Test Background G6PD deficiency is an X-linked recessive hereditary disease characterised by abnormally low levels of G6PD, a metabolic enzyme involved in the pentose phosphate pathway and especially important in red blood cell metabolism. G6PD deficiency is the most common human enzyme defect. The clinical impact of G6PD deficiency relates to the severity of the deficiency, the age of the patient, and exposure to oxidative agents, eg. exposure to broad beans (favism) and a variety of drugs. G6PD deficiency may result in: • Severe but temporary haemolytic anaemia on exposure to oxidative agents and some physiological stresses • Neonatal jaundice • A chronic haemolytic anaemia
Clinical Indications G6PD assay is commonly requested as part of the screening procedure for prolonged neonatal jaundice and for patients likely to be prescribed oxidant drugs, such as primaquine, chloroquine or dapsone.
Prolonged neonatal jaundice (primarily in male infants)

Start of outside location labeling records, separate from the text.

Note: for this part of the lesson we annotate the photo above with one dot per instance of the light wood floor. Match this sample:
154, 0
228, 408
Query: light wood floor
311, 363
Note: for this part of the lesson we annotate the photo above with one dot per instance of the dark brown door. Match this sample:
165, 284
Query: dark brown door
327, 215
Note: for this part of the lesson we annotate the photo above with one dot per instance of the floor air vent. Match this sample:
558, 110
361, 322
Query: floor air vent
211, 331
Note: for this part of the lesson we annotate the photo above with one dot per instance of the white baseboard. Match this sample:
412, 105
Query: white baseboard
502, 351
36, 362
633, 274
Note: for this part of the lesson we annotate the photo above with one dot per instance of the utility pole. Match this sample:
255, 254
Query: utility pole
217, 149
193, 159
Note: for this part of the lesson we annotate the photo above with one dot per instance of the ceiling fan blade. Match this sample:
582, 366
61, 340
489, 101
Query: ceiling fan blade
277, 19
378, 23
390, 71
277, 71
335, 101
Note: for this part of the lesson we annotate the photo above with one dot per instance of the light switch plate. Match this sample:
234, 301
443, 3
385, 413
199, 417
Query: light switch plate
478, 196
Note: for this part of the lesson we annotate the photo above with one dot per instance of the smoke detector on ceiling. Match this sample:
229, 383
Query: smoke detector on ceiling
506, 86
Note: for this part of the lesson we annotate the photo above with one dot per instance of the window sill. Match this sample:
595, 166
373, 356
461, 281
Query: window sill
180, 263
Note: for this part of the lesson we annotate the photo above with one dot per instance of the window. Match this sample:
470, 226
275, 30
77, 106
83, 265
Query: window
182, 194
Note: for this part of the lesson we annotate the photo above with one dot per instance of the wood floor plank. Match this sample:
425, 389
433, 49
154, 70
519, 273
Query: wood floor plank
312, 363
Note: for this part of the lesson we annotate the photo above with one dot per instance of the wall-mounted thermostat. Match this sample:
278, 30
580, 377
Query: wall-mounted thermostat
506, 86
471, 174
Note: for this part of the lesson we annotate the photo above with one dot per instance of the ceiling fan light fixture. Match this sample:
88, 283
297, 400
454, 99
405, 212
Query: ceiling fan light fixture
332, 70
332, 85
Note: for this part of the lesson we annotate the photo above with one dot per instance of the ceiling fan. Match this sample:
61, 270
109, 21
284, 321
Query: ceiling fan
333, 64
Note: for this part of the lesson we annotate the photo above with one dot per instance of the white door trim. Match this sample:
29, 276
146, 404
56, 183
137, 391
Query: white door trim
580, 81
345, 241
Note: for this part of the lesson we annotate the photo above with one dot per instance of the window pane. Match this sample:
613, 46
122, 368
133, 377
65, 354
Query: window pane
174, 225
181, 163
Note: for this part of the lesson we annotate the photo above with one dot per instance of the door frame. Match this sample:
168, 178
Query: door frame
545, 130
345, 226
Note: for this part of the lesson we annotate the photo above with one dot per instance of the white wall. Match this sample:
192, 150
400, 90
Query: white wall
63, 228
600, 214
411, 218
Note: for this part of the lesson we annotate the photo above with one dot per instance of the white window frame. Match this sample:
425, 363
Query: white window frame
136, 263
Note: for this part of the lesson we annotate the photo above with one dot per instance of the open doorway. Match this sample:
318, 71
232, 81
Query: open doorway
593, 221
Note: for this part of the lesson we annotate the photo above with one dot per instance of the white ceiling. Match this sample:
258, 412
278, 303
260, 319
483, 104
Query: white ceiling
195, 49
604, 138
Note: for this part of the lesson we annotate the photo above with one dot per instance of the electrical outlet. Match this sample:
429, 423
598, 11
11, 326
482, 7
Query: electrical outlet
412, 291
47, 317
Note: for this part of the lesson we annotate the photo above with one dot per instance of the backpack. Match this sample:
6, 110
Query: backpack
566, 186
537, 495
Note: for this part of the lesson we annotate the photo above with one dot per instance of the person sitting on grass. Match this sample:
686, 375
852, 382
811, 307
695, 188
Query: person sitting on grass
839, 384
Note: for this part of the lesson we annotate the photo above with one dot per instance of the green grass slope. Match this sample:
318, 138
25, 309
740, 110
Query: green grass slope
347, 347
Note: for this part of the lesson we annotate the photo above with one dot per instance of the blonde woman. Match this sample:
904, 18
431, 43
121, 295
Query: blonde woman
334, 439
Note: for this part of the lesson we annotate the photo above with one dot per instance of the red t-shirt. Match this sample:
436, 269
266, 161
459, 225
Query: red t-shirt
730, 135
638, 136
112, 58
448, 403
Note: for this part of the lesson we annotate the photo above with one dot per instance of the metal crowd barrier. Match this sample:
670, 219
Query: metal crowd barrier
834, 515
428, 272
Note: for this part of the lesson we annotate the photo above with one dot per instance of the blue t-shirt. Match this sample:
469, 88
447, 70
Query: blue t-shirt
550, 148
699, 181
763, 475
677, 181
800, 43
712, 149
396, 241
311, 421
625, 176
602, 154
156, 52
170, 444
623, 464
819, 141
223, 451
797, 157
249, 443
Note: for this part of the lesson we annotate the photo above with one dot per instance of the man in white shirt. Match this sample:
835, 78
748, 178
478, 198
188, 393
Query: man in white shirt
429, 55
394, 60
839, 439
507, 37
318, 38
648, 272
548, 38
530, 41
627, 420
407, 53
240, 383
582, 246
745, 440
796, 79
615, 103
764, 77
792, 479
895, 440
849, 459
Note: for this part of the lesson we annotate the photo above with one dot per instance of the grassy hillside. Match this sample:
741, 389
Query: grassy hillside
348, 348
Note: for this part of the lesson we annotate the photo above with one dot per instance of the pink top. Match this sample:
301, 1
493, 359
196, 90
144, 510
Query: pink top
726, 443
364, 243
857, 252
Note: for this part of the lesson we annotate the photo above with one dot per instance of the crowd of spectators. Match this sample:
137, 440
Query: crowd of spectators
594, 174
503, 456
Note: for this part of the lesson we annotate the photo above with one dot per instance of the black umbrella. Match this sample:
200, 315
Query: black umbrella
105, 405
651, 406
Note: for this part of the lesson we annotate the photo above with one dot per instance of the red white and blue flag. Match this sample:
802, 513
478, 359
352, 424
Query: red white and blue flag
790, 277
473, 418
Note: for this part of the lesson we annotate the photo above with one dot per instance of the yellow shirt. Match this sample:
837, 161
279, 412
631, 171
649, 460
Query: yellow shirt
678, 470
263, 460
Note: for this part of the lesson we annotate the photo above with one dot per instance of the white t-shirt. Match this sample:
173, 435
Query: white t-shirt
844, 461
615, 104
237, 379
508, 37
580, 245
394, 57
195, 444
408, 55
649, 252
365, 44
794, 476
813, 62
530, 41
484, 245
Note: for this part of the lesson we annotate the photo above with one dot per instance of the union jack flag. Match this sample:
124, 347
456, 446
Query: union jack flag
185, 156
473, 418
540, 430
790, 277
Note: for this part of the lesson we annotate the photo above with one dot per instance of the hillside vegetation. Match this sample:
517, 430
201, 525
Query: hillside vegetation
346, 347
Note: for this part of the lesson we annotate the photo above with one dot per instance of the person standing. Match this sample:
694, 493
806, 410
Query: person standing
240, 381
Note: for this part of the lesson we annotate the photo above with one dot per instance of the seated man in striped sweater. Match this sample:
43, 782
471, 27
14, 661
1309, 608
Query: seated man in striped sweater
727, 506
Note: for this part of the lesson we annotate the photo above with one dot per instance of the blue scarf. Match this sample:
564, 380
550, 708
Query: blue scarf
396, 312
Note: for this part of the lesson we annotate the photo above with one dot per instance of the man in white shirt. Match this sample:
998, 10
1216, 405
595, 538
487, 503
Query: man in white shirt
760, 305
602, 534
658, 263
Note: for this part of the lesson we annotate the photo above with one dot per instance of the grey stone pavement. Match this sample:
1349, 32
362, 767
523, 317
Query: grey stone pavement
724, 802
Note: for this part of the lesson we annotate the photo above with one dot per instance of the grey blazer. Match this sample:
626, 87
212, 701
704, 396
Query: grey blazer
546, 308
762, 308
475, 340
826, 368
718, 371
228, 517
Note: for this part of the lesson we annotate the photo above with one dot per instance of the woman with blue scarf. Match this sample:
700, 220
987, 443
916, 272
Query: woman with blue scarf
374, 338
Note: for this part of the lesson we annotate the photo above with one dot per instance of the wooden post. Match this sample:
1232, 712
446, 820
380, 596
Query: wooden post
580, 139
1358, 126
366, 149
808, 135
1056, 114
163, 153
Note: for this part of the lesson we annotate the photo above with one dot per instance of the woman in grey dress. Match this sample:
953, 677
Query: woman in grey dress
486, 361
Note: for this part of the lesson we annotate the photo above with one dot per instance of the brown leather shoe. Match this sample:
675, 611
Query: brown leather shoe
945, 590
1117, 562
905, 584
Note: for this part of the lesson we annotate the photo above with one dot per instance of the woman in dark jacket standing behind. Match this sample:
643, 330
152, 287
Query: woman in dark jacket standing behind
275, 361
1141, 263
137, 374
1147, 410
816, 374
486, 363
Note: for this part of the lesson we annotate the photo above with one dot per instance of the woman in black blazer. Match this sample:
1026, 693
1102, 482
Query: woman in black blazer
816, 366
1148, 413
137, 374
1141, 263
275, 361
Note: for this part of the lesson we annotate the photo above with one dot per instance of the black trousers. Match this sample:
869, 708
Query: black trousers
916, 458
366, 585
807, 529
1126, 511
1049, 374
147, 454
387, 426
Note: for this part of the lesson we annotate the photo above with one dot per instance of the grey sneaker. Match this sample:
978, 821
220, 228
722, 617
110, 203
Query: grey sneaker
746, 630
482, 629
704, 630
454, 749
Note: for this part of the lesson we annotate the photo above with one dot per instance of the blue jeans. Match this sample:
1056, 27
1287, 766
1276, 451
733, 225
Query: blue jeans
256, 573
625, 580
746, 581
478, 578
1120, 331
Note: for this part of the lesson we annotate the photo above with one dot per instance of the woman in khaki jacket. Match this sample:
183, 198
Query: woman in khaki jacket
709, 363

Patients who may receive oxidative drugs and who may or may not have a personal history of haemolytic anaemia
Drugs implicated in inducing haemolysis in G6PD deficient individuals include:
Antimalarials, eg. primaquine, pamaquine and chloroquine
Sulfonamides, such as sulfanilamide, and mafenide, thiazolesulfone, methylene blue and naphthalene
Some analgesics, such as aspirin, phenazopyridine and acetanilide
Some non-sulpha antibiotics (nalidixic acid, nitrofurantoin, isoniazid, dapsone and furazolidone)
6.3-11.2 U/g Hb
Sample Required 4 mL EDTA (lavender top) adults0.5 mL EDTA (lavender top) paediatrics
Sample Volume 0.5 mL adult tube0.2 mL paediatric tube
Turnaround Time 5 days
The laboratory is not UKAS accredited for this test due to a change in equipment/assay. Awaiting assessment.